The permeation of labelled Cl- ions across single plasma membranes microdissected from rabbit Deiters' neuron was studied in a microchamber system. In particular, we studied 36Cl- in----out permeation and its stimulation by 10(-6) M GABA on the cytoplasmic side under different ionic conditions on both sides of the membrane. Three main results were found: a) The GABA effect turns up at a cytoplasmic side [Cl-], 21 mM, in the range of the normal steady state intracellular Cl- concentration. It disappears both at tracer level of Cl- on the cytoplasmic side and when [Cl-] is high there (140 mM). b) The increase in ionic strength due to the equinormal substitution of monovalent anions (Cl- and acetate) with the trivalent impermeant anion citrate on both sides of the membrane erases the GABA effect even if Cl- is at the optimal cytoplasmic side concentration, 21 mM. c) Citrate ions reduce to the limit of significance the GABA effect even when they are only on the membrane extracellular side and [Cl-] is at the optimal level on the other side. These results confirm that GABA stimulated Cl- permeation in the in----out direction is via Cl- channels exposing positive charges at their cytoplasmic mouth. In addition, they point out that such GABA activated channels are endowed with a partial electrical positivity at their extracellular exit.

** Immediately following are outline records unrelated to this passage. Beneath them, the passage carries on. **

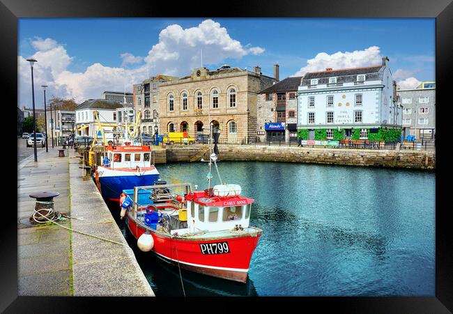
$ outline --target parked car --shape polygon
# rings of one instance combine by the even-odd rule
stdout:
[[[209,134],[199,133],[197,135],[195,142],[198,144],[208,144],[209,143]]]
[[[31,134],[29,136],[29,139],[26,140],[26,147],[31,147],[35,145],[34,137],[33,134]],[[44,147],[45,146],[45,137],[43,133],[36,133],[36,146],[40,146]]]
[[[74,139],[74,147],[79,145],[89,145],[93,142],[94,138],[91,136],[78,136]]]
[[[169,132],[163,137],[163,141],[173,145],[175,143],[194,144],[195,139],[190,137],[187,132]]]
[[[148,134],[142,134],[141,137],[137,136],[134,139],[134,142],[139,143],[140,137],[141,137],[141,142],[144,145],[153,145],[154,144],[154,137]]]

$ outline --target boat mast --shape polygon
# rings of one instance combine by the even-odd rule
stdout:
[[[128,137],[128,110],[126,110],[126,84],[124,84],[124,96],[123,98],[123,106],[124,107],[124,119],[125,123],[125,128],[124,130],[124,141],[128,142],[129,137]]]

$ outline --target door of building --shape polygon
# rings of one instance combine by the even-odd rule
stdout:
[[[344,129],[344,137],[346,140],[351,140],[351,129],[350,128],[345,128]]]
[[[309,141],[314,140],[314,130],[308,130],[308,140]]]
[[[268,130],[268,142],[279,142],[285,140],[285,132],[284,130]]]

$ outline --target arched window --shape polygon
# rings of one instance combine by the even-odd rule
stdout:
[[[219,92],[216,90],[213,91],[213,108],[219,107]]]
[[[174,99],[173,98],[173,95],[170,95],[169,96],[168,99],[168,110],[169,111],[173,111],[175,110],[175,105],[174,105]]]
[[[183,94],[183,110],[187,110],[187,94],[184,93]]]
[[[236,90],[231,89],[229,91],[230,107],[236,106]]]
[[[236,123],[235,121],[232,121],[228,125],[228,133],[236,133]]]
[[[203,109],[203,96],[201,92],[197,93],[197,107],[198,109]]]

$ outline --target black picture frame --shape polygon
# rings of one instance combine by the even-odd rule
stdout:
[[[177,4],[176,4],[177,3]],[[436,297],[300,297],[238,299],[234,303],[222,301],[222,306],[231,304],[239,309],[258,304],[266,306],[268,302],[279,304],[280,310],[289,311],[286,302],[291,301],[300,311],[318,312],[332,308],[346,313],[451,313],[453,311],[453,254],[452,253],[452,223],[448,219],[451,205],[447,195],[451,192],[447,169],[450,157],[447,149],[451,122],[447,120],[450,103],[447,93],[452,80],[451,52],[453,51],[453,3],[451,0],[350,0],[329,1],[228,1],[215,6],[201,1],[169,3],[140,0],[1,0],[0,2],[0,76],[3,87],[3,107],[10,107],[11,114],[17,94],[17,19],[21,17],[433,17],[436,18]],[[450,96],[451,98],[451,96]],[[14,111],[13,111],[14,110]],[[8,112],[9,113],[9,112]],[[11,116],[13,117],[13,116]],[[10,119],[12,121],[13,119]],[[450,124],[449,124],[450,122]],[[12,128],[15,128],[12,123]],[[14,129],[14,128],[13,128]],[[450,131],[451,133],[451,131]],[[12,134],[11,134],[12,137]],[[8,136],[9,138],[9,135]],[[443,143],[445,143],[444,145]],[[4,163],[6,161],[3,160]],[[12,186],[13,184],[10,184]],[[5,191],[8,195],[17,195]],[[11,202],[13,197],[8,197]],[[3,208],[4,211],[8,209]],[[9,209],[2,225],[2,249],[0,271],[1,295],[0,311],[6,313],[72,313],[94,311],[96,307],[107,306],[119,309],[121,306],[136,311],[138,307],[158,306],[171,311],[168,300],[159,298],[81,298],[17,297],[17,220]],[[404,265],[401,265],[404,267]],[[178,304],[183,305],[182,299]],[[193,299],[192,300],[193,301]],[[197,300],[197,303],[198,303]],[[209,304],[219,300],[210,299]],[[239,301],[239,303],[236,302]],[[203,301],[206,302],[206,301]],[[206,304],[206,303],[204,303]],[[308,310],[314,306],[312,310]],[[102,308],[105,310],[107,308]],[[152,308],[148,308],[151,311]],[[209,309],[209,308],[207,308]],[[133,309],[133,310],[132,310]],[[184,310],[182,310],[184,311]],[[275,310],[272,310],[275,311]],[[289,310],[294,311],[294,310]]]

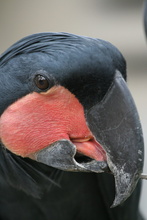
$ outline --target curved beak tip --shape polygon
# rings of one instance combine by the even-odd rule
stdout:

Effect of phosphatidylserine on the basal and GABA-activated Cl- permeation across single nerve membranes from rabbit Deiters' neurons

The permeation of labeled Cl- ions across single plasma membranes from Deiters' neurons has been studied in the presence of various concentrations of phosphatidylserine (PS) on their extracellular side. PS reduces significantly basal Cl- permeation only at 10(-5) M on the membrane exterior. No effect was found at other concentrations. GABA activable 36Cl- permeation is heavily reduced and almost abolished at 10(-11) - 10(-5) M phosphatidylserine. This exogenous phosphatidylserine effect is difficult to interpret in relation to the function of the endogenous phospholipid. However, it may be involved in the epileptogenic effect in vivo of exogenous phosphatidylserine administration to rats.

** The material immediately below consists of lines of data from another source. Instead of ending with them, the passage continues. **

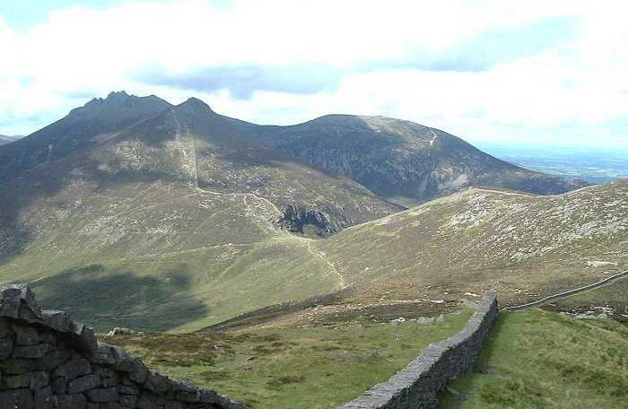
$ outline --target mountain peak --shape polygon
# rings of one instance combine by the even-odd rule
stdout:
[[[188,98],[185,102],[178,105],[177,108],[191,114],[215,114],[215,112],[209,108],[209,105],[194,97]]]

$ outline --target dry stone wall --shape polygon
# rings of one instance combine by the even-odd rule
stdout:
[[[435,408],[438,392],[473,365],[497,313],[497,292],[484,292],[462,331],[423,348],[418,358],[388,380],[337,409]]]
[[[0,287],[0,409],[248,409],[152,370],[25,285]]]
[[[436,407],[436,394],[473,364],[497,313],[496,292],[485,292],[462,331],[338,409]],[[41,309],[26,285],[0,286],[0,409],[127,408],[249,409],[98,342],[65,312]]]

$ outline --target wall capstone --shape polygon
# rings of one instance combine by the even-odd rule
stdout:
[[[148,369],[25,284],[0,286],[0,409],[249,409]]]
[[[487,292],[467,326],[337,409],[436,407],[437,393],[473,365],[497,317]],[[147,368],[63,311],[41,309],[25,284],[0,286],[0,409],[249,409]]]
[[[336,409],[437,407],[438,392],[473,365],[497,313],[497,292],[484,292],[479,307],[460,332],[445,341],[431,344],[388,380]]]

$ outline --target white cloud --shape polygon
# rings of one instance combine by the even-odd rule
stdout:
[[[612,1],[175,0],[57,10],[19,34],[0,18],[0,134],[31,132],[125,89],[173,103],[196,96],[261,123],[380,114],[470,141],[596,132],[605,139],[591,143],[628,145],[615,126],[628,115],[626,12]],[[553,39],[539,22],[559,33],[569,24]],[[509,49],[522,44],[529,49]],[[487,61],[479,69],[468,68],[474,53]],[[204,83],[213,67],[223,78]],[[252,70],[248,100],[224,85],[236,68]],[[273,86],[283,77],[295,83]]]

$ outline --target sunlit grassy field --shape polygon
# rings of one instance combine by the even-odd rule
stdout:
[[[103,338],[153,368],[256,409],[327,409],[386,380],[430,343],[466,325],[470,310],[419,325],[343,323],[257,327],[222,334]]]
[[[625,409],[628,326],[530,309],[502,313],[440,409]]]

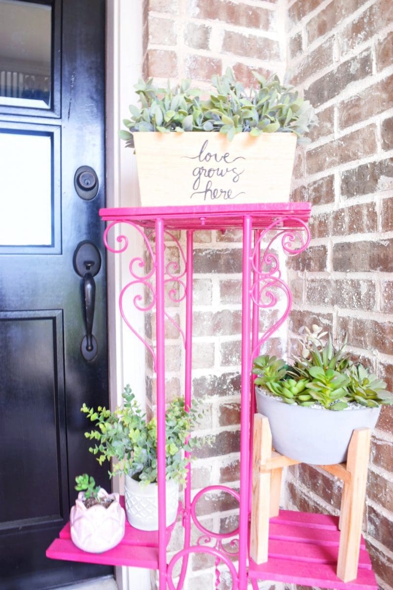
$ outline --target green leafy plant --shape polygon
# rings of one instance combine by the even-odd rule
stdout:
[[[316,404],[329,410],[345,409],[354,403],[369,408],[393,404],[386,383],[351,360],[345,350],[346,337],[336,348],[331,335],[323,339],[326,333],[318,326],[312,331],[303,330],[302,354],[294,356],[291,365],[276,356],[258,356],[252,371],[257,376],[255,384],[286,404]]]
[[[201,98],[206,91],[191,88],[190,80],[173,88],[169,81],[166,88],[159,88],[151,78],[140,80],[134,87],[140,106],[130,105],[131,117],[123,120],[128,130],[120,136],[133,146],[135,132],[219,132],[230,140],[243,132],[254,136],[280,132],[292,132],[307,143],[304,135],[318,123],[309,102],[276,75],[266,80],[253,73],[256,86],[247,93],[227,68],[224,75],[213,77],[214,89],[206,100]]]
[[[129,385],[124,388],[122,396],[122,407],[113,411],[101,406],[95,411],[83,404],[81,411],[96,426],[95,430],[85,432],[87,438],[95,442],[89,451],[97,455],[100,465],[105,460],[117,460],[109,472],[111,477],[124,473],[146,484],[157,481],[157,418],[146,421]],[[167,479],[184,484],[189,460],[183,456],[181,451],[191,451],[211,442],[209,437],[190,436],[203,414],[203,410],[195,405],[186,408],[181,398],[176,398],[168,405],[166,412]]]
[[[75,486],[77,491],[84,491],[85,498],[94,498],[98,500],[97,497],[101,487],[95,485],[94,477],[89,476],[87,473],[83,473],[81,476],[77,476],[75,481],[77,483]]]

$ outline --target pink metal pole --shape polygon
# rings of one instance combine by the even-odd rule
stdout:
[[[242,312],[242,409],[240,413],[240,502],[239,523],[239,590],[247,588],[247,543],[249,504],[249,453],[250,431],[250,336],[251,312],[252,219],[243,219],[243,290]]]
[[[164,300],[164,222],[156,220],[157,322],[157,458],[158,493],[158,572],[160,590],[166,588],[166,502],[165,496],[165,331]]]
[[[257,270],[259,268],[260,261],[260,241],[259,240],[260,235],[260,230],[256,230],[254,232],[254,261],[256,262],[253,273],[252,284],[255,285],[258,282],[259,275]],[[251,350],[254,350],[259,339],[259,307],[255,301],[252,305],[252,344]],[[257,354],[258,352],[257,351]],[[250,359],[251,360],[253,359]],[[255,414],[255,394],[254,392],[254,381],[255,375],[251,376],[251,401],[250,402],[250,457],[249,467],[249,512],[251,512],[251,498],[252,496],[252,434],[254,428],[254,414]]]
[[[184,384],[184,404],[186,408],[191,406],[191,391],[192,388],[192,355],[193,355],[193,231],[187,232],[187,261],[186,284],[186,371]],[[189,459],[190,453],[186,452],[184,455]],[[183,517],[184,527],[184,549],[190,546],[191,540],[191,466],[189,463],[189,473],[186,477],[184,489],[184,510]],[[179,577],[177,590],[181,590],[184,582],[189,553],[185,553],[183,558],[181,571]]]

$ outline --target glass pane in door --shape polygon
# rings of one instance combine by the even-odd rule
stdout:
[[[52,9],[0,0],[0,104],[49,109]]]
[[[0,130],[0,245],[52,242],[50,133]]]

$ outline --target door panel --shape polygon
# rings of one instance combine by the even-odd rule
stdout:
[[[80,411],[84,402],[108,404],[98,214],[105,204],[104,6],[104,0],[0,0],[0,23],[11,8],[16,21],[23,7],[50,14],[51,64],[46,106],[18,102],[26,93],[5,96],[1,73],[9,55],[0,35],[0,590],[43,590],[112,572],[45,556],[68,520],[75,476],[87,472],[110,487],[106,469],[88,453],[89,425]],[[19,24],[16,37],[23,37]],[[34,37],[32,17],[30,28]],[[25,65],[18,66],[21,74]],[[81,166],[98,176],[90,201],[74,185]],[[90,361],[81,353],[83,280],[73,266],[84,240],[102,259],[95,277],[98,349]]]

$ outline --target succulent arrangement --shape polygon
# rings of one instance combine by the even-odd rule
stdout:
[[[115,458],[109,474],[128,475],[142,484],[157,481],[157,418],[146,419],[129,385],[122,394],[123,404],[113,411],[98,406],[97,411],[85,404],[81,411],[87,415],[96,428],[85,432],[85,437],[95,441],[89,448],[97,455],[100,465]],[[166,412],[166,478],[184,484],[189,460],[182,457],[181,451],[200,448],[210,439],[190,437],[192,431],[202,418],[203,411],[193,407],[186,408],[184,399],[175,398]]]
[[[255,136],[280,132],[292,132],[306,143],[303,135],[318,123],[309,102],[292,86],[282,84],[276,74],[266,80],[253,74],[257,84],[248,93],[230,68],[214,76],[214,90],[206,100],[202,96],[206,91],[191,88],[190,80],[173,88],[169,81],[166,88],[159,88],[151,78],[140,80],[134,87],[140,105],[130,105],[131,118],[123,120],[128,130],[120,136],[133,146],[134,132],[219,132],[230,140],[243,132]]]
[[[289,365],[282,359],[263,355],[255,359],[255,384],[286,404],[321,406],[339,411],[357,403],[368,408],[393,404],[387,384],[361,363],[352,362],[345,350],[346,338],[338,348],[331,335],[313,326],[300,336],[302,351]]]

Further studies on the effect of ASF factor on Cl- permeability across the Deiters' neurone plasma membrane

Experiments have been performed in order to assess whether the antisecretory factor (ASF) can influence the permeation of Cl- ions across the Deiters' neurone plasma membrane in the outward direction. ASF is a naturally occurring, acidic protein with a molecular weight of about 60,000, which specifically inhibits enterotoxin-induced intestinal secretion. Both basal and "intracellular" GABA activated Cl- permeability was studied, and the result confirmed the existence of GABAA receptors on the Deiters' membrane cytoplasmic side. ASF completely abolished the effect of "intracellular" GABA on Cl- permeability in the outward direction. However, ASF did not influence the basal Cl- permeability in the outward direction.

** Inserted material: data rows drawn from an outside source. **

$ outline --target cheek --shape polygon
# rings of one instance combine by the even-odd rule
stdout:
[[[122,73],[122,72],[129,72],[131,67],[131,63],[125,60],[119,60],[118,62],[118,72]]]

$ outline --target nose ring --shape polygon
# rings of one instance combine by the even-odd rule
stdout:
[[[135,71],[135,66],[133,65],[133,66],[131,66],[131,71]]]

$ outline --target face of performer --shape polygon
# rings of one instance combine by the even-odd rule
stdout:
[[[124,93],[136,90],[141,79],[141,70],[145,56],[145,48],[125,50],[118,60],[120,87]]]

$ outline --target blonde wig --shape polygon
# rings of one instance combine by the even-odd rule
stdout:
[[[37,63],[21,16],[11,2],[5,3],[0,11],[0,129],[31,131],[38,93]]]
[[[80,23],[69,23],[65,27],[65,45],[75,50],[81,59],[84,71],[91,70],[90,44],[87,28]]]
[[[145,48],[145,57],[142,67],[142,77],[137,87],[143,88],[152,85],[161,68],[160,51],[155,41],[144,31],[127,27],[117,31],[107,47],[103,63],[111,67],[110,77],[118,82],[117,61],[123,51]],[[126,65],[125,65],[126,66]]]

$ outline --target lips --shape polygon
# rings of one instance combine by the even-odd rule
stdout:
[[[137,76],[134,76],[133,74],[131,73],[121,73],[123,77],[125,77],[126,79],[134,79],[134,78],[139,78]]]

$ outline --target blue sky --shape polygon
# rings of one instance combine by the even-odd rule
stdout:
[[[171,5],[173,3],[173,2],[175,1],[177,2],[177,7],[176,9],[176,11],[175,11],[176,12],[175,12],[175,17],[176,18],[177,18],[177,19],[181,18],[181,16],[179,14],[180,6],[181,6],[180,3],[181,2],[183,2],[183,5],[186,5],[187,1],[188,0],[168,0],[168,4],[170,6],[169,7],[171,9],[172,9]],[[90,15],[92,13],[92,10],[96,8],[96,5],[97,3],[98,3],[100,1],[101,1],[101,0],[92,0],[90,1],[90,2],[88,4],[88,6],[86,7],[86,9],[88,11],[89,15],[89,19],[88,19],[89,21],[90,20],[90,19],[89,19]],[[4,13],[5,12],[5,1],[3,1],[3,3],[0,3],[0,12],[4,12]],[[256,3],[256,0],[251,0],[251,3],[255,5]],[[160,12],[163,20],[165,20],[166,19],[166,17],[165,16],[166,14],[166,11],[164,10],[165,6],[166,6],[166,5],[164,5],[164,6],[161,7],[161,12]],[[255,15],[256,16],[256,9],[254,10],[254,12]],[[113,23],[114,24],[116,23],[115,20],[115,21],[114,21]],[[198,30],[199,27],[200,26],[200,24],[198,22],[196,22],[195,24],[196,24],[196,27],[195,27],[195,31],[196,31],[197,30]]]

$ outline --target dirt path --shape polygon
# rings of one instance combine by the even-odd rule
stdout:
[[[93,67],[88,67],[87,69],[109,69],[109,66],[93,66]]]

The mechanism by which intracellular GABA increases Cl- outward permeability across Deiters' neurone plasma membranes

The present experiments aimed to clarify how the interaction of gamma-amino-butyric acid (GABA) with its receptors on the cytoplasmic side of the Deiters' neurone plasma membrane causes Cl- permeability to be higher in the in----out than in the opposite direction. To this end, the rate of 36Cl- in----out passage was studied in basal conditions, with GABA on the cytoplasmic side and in the presence of both GABA and an increased ionic strength buffer on that side. The results show that an increase in ionic strength reverses the GABA effect of 36Cl- permeability. The reversion being caused by changes in the buffer on the intracellular but not on the extracellular side. Our interpretation of this result is that the interaction of GABA with its cytoplasmic side receptors induces an exposure of positive charges only at the intracellular mouth of the intraneuronal GABA gated Cl- channels. This asymmetry would be the basis of the reported higher Cl- permeability in the in----out direction.